I agree that the clause about 'SelfConnectedObject' is
redundant given what the arg type restrictions should be on 'surface'.
I'll add these restrictions and delete the clause in the source file. As
for the rest, note that you have not copied the axiom
correctly.
That just can't be, that is, unless
?OBJ2 has only 1 surface, i.e. only one maximally connected superficial part.
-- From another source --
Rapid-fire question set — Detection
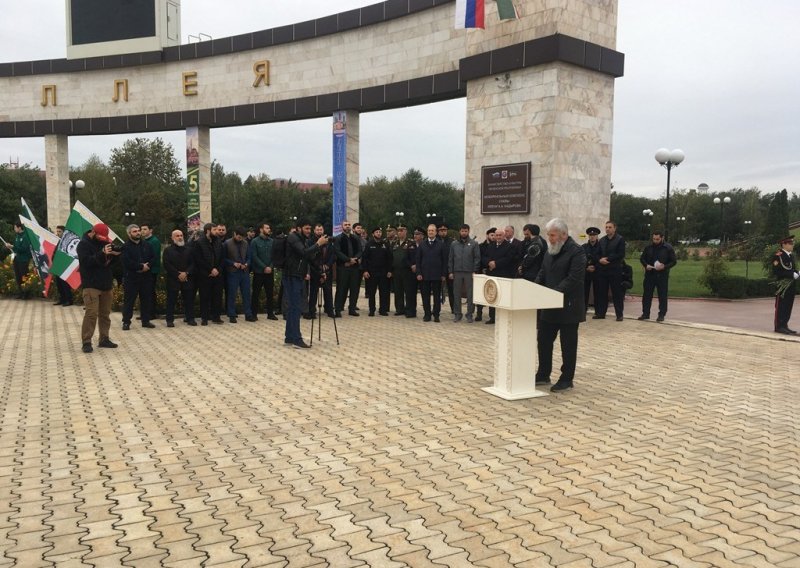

Take an hollow object such as a tennis ball. The geometric complement is
disconnected, that is an indication that there are at least two superficial
parts. There's an 'exterior' and an 'interior' surface in other words.
The
implication in the consequent of the present axiom could hold in case the
object has a certain property of 'density', maybe this can be indexed to the
number of maximally connected superficial parts (the present form of the axiom
is adequate if the object has no 'interior superficial part'). Note that
'interior superficial parts' are allowed, those are not '&%interiorParts'!
This could suggest introducing terms for relation for maximally
connected part, vocabulary for density or alternatively flesh out the
hierarchy of self connected objects according to their topology, and
accordingly, sub-relations of &%superficialPart, etc.
Well, I think an easier route would be just to allow that
hollow objects like tennis balls can have two disconnected surfaces, the inner
surface and the outer surface, and to change the documentation string of
'surface' so that readers aren't left with the incorrect impression that
all 'SelfConnectedObjects' have a single
surface.
I have to stop there, apologies
for the messy presentation, poor language and any confusion.
Thanks
for your time,
Pierre